E’ chiaro che gli svantaggi – le implicazioni negative possono variare a seconda del contesto sociale, culturale ed economico in cui avviene la legalizzazione del consumo e della coltivazione della cannabis. La gestione efficace di questi svantaggi richiede politiche e interventi mirati per mitigarne l’impatto negativo. E questo era da far presente perché magari in posti come il Centro e Nord Europa ci può essere un maggior senso di responsabilità.

Non è un caso che il Ministro della Salute abbia sentenziato un: “fatene uso responsabile!”

Dunque, dal primo aprile, 01/04/2024 sarà legale consumare cannabis.

Cari miei, lo ripetiamo, non è un pesce d’Aprile! E’ tutto vero!

Come tutte le politiche pubbliche che hanno un potenziale impatto o ritorno positivo economico e sociale, vediamo come e se funzionerà. Certo, capire se questa soluzione porterà a fermare spaccio di droga e business della criminalità organizzata è la cosa più interessante.

Intanto, già abbiamo dei dati dalla Legalizzazione fatta dalla Svizzera. E’ stata registrata la riduzione del 5% dello spaccio in 1 mese.

Ricordiamo che paesi come la Svizzera, la Germania, l’Olanda e l’Austria e quindi i cosiddetti paesi DACH non sono nuovi a forme di legalizzazione di settori che in altri paesi come il nostro tendono a non essere legalizzati e quindi in mano alla criminalità organizzata come la prostituzione, per esempio. Quindi, hanno esperienza nel gestire questo tipo di mondi. Settori cosiddetti ad alto profitto.
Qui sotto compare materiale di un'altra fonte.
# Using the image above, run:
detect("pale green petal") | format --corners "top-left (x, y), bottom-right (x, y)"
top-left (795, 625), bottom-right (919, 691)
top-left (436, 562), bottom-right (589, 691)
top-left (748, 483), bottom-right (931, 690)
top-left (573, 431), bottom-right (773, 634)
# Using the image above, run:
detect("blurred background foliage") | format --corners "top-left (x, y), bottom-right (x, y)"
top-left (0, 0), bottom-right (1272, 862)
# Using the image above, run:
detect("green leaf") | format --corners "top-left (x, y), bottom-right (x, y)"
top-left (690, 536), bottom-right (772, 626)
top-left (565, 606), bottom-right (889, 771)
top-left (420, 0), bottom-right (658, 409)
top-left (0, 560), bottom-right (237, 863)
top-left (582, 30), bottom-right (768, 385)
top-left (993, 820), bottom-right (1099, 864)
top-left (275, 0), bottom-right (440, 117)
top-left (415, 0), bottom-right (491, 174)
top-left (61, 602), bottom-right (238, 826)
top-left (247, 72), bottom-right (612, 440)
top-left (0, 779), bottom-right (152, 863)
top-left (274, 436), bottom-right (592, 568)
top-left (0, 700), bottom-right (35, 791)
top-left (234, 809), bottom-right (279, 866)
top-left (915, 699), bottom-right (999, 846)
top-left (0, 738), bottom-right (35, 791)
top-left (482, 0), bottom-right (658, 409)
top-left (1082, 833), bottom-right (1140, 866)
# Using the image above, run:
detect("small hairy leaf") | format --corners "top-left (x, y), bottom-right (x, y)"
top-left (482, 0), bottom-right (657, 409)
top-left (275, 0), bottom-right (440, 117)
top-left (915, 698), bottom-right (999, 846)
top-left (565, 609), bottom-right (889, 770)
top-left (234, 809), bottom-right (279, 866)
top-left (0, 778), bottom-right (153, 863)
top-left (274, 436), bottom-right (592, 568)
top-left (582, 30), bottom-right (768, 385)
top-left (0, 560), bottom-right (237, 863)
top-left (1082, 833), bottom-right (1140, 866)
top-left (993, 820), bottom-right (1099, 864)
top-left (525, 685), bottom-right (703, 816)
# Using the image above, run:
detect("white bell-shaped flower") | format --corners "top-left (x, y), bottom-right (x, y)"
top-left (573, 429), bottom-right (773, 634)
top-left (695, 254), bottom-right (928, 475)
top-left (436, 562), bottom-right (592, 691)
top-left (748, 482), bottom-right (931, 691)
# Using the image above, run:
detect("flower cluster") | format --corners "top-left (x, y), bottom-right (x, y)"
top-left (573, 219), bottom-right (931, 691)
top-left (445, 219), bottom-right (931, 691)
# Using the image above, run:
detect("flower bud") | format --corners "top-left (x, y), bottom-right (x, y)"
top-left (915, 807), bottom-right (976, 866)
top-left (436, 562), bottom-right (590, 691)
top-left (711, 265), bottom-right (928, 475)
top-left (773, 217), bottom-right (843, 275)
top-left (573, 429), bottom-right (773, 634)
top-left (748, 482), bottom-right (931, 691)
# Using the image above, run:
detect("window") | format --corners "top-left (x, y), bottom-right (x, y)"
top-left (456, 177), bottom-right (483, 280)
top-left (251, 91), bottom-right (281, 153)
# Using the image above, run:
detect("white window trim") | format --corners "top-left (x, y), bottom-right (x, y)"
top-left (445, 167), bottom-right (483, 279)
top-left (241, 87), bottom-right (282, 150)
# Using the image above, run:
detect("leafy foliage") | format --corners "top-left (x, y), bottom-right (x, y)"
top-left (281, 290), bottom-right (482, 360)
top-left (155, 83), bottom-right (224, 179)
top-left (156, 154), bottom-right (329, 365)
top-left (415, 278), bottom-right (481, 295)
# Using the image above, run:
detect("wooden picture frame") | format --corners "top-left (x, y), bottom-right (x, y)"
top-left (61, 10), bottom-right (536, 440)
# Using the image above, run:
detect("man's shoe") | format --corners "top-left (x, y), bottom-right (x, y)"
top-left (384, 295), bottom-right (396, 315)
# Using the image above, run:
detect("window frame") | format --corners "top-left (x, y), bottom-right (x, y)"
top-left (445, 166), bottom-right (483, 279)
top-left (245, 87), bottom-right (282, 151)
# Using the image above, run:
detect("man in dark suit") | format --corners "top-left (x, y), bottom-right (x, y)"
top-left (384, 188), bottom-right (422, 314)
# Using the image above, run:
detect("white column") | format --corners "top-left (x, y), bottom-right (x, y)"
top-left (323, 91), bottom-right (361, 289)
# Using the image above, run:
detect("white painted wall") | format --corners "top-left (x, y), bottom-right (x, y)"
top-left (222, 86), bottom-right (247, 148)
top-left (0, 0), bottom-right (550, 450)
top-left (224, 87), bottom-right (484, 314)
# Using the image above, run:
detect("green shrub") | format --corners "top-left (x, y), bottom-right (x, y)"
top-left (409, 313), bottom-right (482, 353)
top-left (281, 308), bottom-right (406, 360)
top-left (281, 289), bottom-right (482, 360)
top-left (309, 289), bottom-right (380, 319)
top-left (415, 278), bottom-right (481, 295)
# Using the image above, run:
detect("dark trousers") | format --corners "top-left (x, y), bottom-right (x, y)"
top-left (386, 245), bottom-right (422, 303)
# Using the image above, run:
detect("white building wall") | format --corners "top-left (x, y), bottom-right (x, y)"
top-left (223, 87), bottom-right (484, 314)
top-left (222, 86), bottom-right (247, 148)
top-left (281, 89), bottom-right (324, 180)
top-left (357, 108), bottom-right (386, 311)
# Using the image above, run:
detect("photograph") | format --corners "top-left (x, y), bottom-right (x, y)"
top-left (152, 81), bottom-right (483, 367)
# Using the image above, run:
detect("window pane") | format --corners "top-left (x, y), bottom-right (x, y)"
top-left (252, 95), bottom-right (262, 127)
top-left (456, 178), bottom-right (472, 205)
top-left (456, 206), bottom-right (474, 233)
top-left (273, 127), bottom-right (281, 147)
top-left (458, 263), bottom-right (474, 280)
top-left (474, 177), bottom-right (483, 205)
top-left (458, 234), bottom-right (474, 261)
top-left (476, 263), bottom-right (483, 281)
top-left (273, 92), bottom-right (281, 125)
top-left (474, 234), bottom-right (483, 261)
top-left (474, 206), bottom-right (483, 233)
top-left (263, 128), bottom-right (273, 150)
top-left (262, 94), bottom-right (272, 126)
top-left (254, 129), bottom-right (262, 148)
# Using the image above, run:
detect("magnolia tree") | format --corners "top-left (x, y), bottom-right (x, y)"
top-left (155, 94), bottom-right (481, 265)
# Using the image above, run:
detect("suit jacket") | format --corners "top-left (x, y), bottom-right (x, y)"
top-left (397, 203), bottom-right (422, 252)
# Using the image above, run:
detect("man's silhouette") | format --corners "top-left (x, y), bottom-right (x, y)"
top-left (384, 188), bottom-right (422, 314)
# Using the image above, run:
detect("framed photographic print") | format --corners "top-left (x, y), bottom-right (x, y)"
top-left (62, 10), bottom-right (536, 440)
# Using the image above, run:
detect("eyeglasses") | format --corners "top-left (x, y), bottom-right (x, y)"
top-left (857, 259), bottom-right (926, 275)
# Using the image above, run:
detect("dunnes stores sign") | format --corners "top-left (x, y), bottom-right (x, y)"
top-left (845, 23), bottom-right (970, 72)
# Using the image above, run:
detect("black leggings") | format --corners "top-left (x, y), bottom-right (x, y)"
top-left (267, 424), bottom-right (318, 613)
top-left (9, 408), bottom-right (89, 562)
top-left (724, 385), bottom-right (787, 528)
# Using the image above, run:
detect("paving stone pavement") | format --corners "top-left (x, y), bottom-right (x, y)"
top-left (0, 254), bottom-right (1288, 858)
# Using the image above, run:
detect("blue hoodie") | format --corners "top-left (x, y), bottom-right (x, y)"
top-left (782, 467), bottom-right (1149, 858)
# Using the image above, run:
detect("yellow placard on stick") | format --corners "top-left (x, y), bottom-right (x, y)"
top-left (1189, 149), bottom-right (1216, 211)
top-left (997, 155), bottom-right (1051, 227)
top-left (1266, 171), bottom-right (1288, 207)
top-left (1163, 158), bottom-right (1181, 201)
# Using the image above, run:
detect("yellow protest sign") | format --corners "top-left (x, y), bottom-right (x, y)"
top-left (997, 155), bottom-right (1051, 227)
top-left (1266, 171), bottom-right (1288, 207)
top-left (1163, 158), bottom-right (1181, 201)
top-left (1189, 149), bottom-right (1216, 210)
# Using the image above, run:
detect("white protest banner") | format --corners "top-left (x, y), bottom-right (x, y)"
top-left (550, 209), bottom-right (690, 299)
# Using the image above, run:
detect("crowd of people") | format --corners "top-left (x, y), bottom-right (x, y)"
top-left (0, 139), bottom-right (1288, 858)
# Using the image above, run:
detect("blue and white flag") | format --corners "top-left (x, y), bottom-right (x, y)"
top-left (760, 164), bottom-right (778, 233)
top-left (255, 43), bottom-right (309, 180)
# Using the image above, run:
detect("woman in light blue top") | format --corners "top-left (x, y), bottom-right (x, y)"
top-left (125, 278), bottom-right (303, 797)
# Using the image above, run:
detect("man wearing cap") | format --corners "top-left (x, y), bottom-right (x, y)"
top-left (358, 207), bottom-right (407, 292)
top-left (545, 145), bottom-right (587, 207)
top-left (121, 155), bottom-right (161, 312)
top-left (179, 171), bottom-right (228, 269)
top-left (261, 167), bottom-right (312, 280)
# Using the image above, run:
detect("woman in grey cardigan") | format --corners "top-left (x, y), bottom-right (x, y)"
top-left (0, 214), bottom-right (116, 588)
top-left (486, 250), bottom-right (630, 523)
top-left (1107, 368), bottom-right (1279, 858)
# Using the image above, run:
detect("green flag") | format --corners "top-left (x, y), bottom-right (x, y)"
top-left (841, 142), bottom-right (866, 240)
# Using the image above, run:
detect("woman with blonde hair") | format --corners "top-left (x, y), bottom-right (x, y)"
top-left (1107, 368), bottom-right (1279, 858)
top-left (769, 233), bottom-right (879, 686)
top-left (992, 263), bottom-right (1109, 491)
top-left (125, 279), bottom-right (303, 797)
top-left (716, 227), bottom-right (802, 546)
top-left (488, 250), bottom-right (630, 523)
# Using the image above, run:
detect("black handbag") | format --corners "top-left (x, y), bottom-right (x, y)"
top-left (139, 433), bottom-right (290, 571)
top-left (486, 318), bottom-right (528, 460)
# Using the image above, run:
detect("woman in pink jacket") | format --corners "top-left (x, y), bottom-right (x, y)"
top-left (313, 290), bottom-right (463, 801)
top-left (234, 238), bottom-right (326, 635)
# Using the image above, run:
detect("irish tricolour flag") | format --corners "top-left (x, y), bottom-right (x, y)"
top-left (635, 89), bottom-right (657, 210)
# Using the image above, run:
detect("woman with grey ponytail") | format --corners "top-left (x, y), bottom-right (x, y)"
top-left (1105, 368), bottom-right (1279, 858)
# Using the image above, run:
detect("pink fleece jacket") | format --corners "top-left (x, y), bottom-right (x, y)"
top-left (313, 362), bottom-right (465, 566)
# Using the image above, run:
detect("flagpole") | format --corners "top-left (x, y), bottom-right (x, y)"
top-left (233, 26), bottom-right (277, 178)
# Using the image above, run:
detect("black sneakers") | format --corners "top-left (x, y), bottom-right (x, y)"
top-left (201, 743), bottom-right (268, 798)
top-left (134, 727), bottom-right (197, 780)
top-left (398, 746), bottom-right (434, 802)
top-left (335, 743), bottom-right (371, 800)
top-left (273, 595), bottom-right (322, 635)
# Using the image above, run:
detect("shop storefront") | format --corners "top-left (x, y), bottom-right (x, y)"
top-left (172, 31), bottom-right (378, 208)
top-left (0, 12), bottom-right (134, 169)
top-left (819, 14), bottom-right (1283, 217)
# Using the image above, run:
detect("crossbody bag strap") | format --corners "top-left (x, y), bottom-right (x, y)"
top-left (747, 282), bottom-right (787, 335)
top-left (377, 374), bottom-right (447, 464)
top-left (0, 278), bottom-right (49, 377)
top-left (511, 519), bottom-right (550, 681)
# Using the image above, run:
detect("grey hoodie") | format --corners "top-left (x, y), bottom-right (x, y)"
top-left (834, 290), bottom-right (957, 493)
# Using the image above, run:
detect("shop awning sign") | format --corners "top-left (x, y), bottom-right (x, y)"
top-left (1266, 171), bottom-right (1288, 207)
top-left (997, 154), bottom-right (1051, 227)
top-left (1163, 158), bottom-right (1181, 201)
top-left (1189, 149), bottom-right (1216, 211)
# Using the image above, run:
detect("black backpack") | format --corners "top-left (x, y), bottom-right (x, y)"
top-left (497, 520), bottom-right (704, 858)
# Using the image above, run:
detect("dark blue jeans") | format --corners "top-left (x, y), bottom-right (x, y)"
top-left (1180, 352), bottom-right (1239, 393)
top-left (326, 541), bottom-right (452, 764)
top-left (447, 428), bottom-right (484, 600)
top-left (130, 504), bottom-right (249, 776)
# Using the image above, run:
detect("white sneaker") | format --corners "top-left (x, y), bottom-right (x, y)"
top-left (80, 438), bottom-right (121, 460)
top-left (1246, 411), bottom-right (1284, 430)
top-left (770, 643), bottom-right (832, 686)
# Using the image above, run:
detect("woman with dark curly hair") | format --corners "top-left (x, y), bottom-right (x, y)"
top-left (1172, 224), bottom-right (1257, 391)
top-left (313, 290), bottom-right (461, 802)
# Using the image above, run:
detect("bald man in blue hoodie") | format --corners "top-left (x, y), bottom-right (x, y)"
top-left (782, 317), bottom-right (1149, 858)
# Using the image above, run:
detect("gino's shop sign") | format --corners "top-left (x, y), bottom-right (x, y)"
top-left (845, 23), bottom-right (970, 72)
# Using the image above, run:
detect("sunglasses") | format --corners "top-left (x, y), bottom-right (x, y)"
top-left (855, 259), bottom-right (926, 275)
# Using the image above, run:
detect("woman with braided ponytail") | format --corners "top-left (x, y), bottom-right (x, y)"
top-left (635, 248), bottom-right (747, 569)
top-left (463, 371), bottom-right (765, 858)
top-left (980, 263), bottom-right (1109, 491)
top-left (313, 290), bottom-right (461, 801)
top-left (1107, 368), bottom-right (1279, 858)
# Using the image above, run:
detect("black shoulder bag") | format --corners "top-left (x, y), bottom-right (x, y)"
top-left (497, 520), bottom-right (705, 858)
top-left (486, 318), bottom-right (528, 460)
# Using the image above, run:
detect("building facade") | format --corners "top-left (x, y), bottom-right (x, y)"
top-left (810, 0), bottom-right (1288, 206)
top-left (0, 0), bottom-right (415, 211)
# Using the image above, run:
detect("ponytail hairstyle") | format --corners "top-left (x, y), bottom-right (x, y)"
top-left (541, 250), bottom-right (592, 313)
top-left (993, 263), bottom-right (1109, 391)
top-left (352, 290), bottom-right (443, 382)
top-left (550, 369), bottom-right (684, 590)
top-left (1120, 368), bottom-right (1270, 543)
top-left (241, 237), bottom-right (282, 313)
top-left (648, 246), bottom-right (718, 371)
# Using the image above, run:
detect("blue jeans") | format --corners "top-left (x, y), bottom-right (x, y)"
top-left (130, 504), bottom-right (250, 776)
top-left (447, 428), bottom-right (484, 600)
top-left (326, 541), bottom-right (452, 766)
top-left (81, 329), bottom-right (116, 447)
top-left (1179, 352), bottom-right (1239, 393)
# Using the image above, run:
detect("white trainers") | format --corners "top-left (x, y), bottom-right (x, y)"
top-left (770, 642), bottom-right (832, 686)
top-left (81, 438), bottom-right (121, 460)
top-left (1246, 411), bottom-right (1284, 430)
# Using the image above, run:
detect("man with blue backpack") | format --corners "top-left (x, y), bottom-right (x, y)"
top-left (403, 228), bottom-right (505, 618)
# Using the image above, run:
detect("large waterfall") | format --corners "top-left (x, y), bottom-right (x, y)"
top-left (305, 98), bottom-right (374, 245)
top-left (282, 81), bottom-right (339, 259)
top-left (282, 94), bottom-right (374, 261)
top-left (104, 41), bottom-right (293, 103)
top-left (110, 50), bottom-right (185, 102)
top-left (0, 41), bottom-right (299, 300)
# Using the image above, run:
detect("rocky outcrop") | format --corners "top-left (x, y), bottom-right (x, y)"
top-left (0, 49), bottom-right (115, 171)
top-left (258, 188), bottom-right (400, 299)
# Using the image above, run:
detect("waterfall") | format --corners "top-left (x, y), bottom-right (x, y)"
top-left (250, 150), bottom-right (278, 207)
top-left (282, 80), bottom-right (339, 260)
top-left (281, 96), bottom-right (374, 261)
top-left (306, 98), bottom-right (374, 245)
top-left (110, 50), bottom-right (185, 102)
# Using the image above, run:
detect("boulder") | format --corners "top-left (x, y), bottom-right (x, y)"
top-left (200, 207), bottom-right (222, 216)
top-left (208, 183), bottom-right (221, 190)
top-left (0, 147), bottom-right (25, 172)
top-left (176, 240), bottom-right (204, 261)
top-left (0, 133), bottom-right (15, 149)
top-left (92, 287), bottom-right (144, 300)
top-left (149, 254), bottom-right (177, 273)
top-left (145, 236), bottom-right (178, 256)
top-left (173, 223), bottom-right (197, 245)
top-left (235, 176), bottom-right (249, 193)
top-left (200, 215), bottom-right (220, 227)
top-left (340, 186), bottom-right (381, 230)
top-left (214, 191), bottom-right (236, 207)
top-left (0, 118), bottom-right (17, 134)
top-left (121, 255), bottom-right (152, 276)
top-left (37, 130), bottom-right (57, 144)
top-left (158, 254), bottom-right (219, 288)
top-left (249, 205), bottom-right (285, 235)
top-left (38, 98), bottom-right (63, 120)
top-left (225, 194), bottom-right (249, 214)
E quindi, noi dell’Osservatorio Economia non potevamo che segnalarvi e raccontarvi il tutto. Certo, la Germania non se la passa bene a livello economico in questo periodo e ci sono proteste un pò in tutti i land, quelle degli agricoltori in primis. E anche sulla Cash Less Economy molto sviluppata nelle grandi città e nei paesi sviluppati come la Germania.

Questa è, senza ombra di dubbio, una politica decisamente progressista e rivoluzionaria!

Chissà se anche l’Italia è pronta per replicarla! Staremo a vedere! Con questo Governo Meloni, governo di Centrodestra, sembra molto difficile.